Mercer Island student hit in notorious crosswalk

It’s hard to be anonymous in a small town, and that’s a good thing sometimes. When Mercer Island High School freshman Alec Langston was hit by a car on his way home from school last week, there were many people there to help.

It’s hard to be anonymous in a small town, and that’s a good thing sometimes.

When Mercer Island High School freshman Alec Langston was hit by a car on his way home from school last week, there were many people there to help.

Just as Langston rolled from the hood of the Mercedes that struck him in the crosswalk in the 4200 block of Island Crest Way, Carolyn Wootten, a longtime family friend and coincidentally Langston’s emergency contact at school, was just four or five cars back.

“I saw the traffic was slowing and assumed the cars were waiting for someone to cross,” she said. “And all of a sudden he was rolling on the ground.”

Wootten put her car in park, flipped on the hazard lights and ran to Langston and began assessing the situation by asking where he hurt.

Langston was struck just after 3 p.m. Tuesday while in a crosswalk in the 4200 block of Island Crest Way, according to Cmdr. Leslie Burns of the Mercer Island Police Department.
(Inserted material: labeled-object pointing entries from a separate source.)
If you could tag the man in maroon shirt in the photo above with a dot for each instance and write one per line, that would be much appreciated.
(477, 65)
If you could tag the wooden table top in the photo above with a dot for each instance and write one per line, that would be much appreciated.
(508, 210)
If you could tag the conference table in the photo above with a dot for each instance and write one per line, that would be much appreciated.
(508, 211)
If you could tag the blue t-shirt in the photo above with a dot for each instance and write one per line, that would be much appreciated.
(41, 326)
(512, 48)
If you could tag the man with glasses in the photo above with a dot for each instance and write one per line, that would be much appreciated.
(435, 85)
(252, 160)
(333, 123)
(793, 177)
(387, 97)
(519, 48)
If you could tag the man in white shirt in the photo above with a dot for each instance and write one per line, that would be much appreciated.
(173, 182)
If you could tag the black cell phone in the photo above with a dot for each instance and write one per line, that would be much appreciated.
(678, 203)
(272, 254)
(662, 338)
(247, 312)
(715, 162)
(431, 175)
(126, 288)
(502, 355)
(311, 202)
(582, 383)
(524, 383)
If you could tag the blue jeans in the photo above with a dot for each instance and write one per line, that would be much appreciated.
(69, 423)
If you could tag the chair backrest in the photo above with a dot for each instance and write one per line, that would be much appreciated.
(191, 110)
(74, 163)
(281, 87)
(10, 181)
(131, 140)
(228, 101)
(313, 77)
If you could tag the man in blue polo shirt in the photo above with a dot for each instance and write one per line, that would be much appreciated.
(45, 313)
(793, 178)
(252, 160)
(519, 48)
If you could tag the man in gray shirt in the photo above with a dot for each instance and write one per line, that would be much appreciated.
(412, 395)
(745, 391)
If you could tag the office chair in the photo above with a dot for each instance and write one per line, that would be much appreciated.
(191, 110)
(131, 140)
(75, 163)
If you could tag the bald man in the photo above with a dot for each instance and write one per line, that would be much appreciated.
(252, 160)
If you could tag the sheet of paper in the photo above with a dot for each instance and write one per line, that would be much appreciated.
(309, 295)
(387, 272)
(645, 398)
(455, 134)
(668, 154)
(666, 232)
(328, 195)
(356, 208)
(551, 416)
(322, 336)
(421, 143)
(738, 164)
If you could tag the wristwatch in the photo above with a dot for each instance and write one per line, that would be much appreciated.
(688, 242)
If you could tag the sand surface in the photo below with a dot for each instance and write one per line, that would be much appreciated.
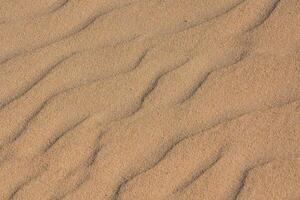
(150, 99)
The driver, 72-year-old Charles Hansing of Mercer Island, did not stop for the teen as he rode his bike across Island Crest Way, according to the police report. Hansing was in the outside lane of Island Crest, heading north when the collision occurred. Cars in the three other lanes had already stopped.
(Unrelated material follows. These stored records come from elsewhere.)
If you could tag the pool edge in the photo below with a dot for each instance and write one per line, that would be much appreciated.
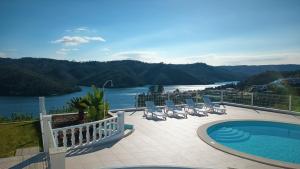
(202, 134)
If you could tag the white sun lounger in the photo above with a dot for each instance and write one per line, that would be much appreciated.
(170, 107)
(153, 111)
(191, 106)
(212, 107)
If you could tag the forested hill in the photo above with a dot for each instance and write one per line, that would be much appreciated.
(256, 69)
(36, 76)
The driver just didn’t see him,” Burns said.

Hansing was cited for the accident.

The impact threw the teen into the car’s windshield, which was caved-in and “cracked everywhere” and send both shoes flying from his feet,Wootten said.

She dialed Alec’s mother and her good friend, Lori Langston, at home. No answer. She then tried her cell. No answer.
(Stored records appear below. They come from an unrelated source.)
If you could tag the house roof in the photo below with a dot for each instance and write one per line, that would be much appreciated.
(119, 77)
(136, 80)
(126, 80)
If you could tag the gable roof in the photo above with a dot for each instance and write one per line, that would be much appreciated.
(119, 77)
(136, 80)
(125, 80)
“I just sat with him until the paramedics got there and then I let them do their job,” she said.

Islander Duffy Glazer tapped Wootten on the shoulder to reminder her that her car was still in the road. Luckily, Wootten said, their daughters had been on the basketball team together and Glazer offered to move the car and take her daughter home while Wootten stayed with Langston.

“Gosh, it sure worked out so that I could help Alec, and they could help me,” Wootten said of Glazer and others at the scene who helped the after-accident chaos unwind a little more smoothly.

Langston’s younger sister eventually answered the phone at home, and then notified her mother, who was helping out at Islander Middle School. In the meantime Wootten stayed with Langston on the way to the hospital until his mother could arrive.

Langston, who was wearing a bicycle helmet, was taken to Overlake Hospital in Bellevue for minor injuries and returned to school Thursday.

Lori Langston said later that knowing her good friend was there made it a bit easier for her to negotiate the drive to the scene. “I am so thankful to everyone,” she said.

Tuesday’s incident wasn’t the first car-versus-pedestrian collision at the crosswalk near S.E. 42nd Street on Island Crest Way. In June 2005, a car struck Steve Ybarra as he used the same crosswalk as Langston. Ybarra sued the city for negligence to improve pedestrian safety in the area. He won $22,000, but the jury also found Ybarra partially to blame for the accident.

During the 2007 trial, City Engineer Patrick Yamashita testified the city had changed the crosswalk design from two parallel strips to “piano key” stripping, used reflective paint, installed reflectors on both sides and changed the color of nearby warning signs from yellow to fluorescent green to improve pedestrian safety prior to the 2005 accident.